Niamh Terry
- Born: 30 April 2000 (age 25) Swansea, South Wales
- Height: 1.65 m (5 ft 5 in)
- Weight: 64.09 kg (10 st 1.3 lb)

Rugby union career
- Position: Fly half
- Current team: Exeter Chiefs

Senior career
- Years: Team / Apps / (Points)
- 2020-present: Exeter Chiefs
- 2018-2019: Ospreys
- 2016-2018: Hendy RFC

International career
- Years: Team / Apps / (Points)
- 2019-present: Wales / 4
- Correct as of 3 June 2021

= Niamh Terry =

Wales international rugby union footballer

Niamh Terry (born 30 April 2000) is a Welsh Rugby Union player who plays fly half for the Wales women's national rugby union team and Exeter Chiefs. She made her debut for the Wales national squad in 2019 and was part of the team at the 2021 Women's Six Nations Championship.

== Club career ==
Terry has been playing rugby since the age of eight, initially with the Morriston RFC boys' side, and then with Hendy RFC girls under-18s.
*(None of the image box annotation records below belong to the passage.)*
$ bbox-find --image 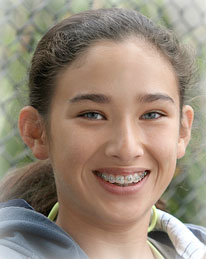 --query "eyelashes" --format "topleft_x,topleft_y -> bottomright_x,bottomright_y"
78,111 -> 106,120
77,111 -> 166,120
141,111 -> 165,120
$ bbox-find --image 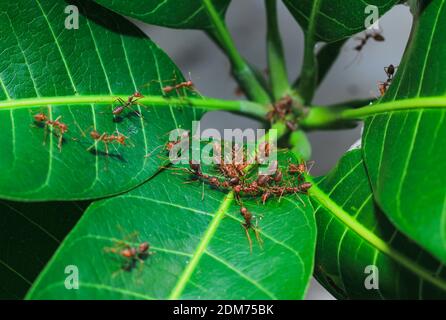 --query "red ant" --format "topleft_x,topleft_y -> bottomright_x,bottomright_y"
87,130 -> 127,155
354,31 -> 386,52
240,206 -> 263,253
288,161 -> 314,181
144,130 -> 189,158
34,113 -> 68,151
113,91 -> 144,117
378,64 -> 398,96
104,241 -> 154,275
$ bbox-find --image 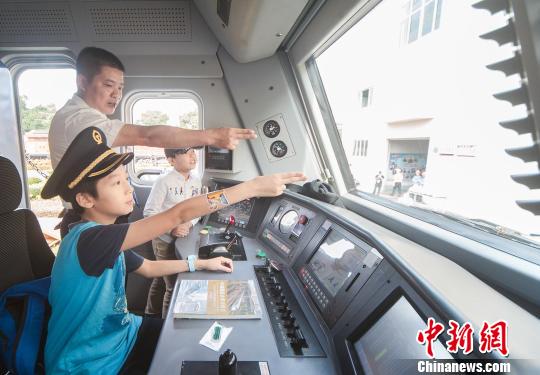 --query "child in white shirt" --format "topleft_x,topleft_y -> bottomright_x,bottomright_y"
143,147 -> 201,318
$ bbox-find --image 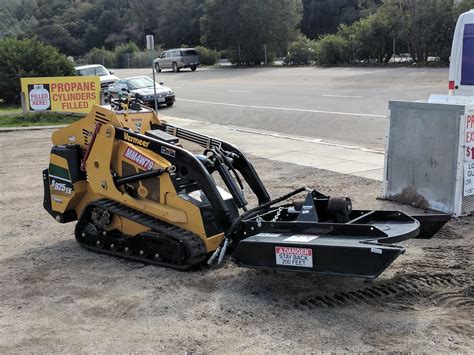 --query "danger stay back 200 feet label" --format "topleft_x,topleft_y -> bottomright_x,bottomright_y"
275,246 -> 313,268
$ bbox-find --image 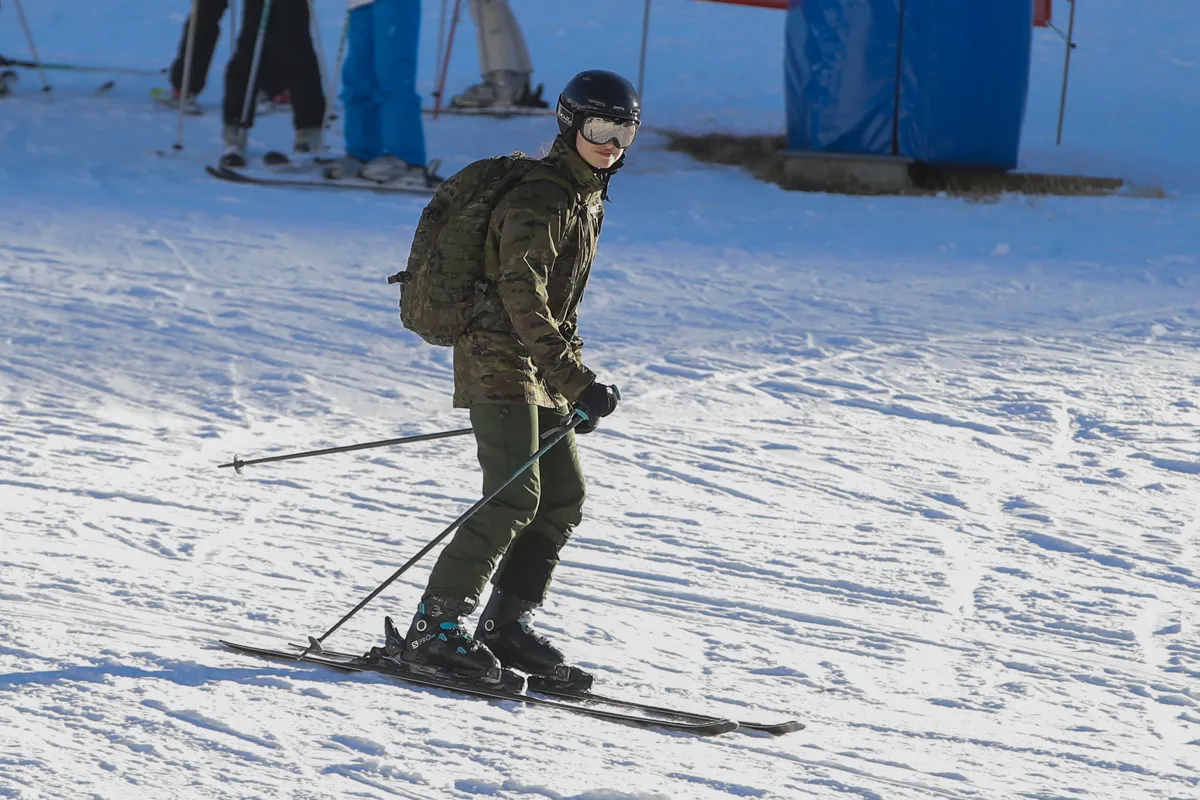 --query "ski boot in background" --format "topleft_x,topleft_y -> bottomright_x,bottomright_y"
217,125 -> 250,169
She has played for both Ospreys youth and senior teams, and has captained the Wales under-18 sevens side, as well as the Welsh touch rugby team.

She signed with her current club, the Exeter Chiefs, in 2020. Her first start for the club saw her contribute a try to a 17-10 victory against Worcester Warriors.

== International career ==
Terry made her debut for Wales in the 2019 Autumn Internationals in a match against Spain. She made her first start for the team in 2019, against Scotland.

Terry has won four caps in her rugby career to date. She was selected in Wales squad for the 2021 Rugby World Cup in New Zealand.

== Personal life ==
Terry attended Morriston Comprehensive School before moving to Gower College, where she was named both Ladies Academy Player of the Year and Sportswoman of the Year.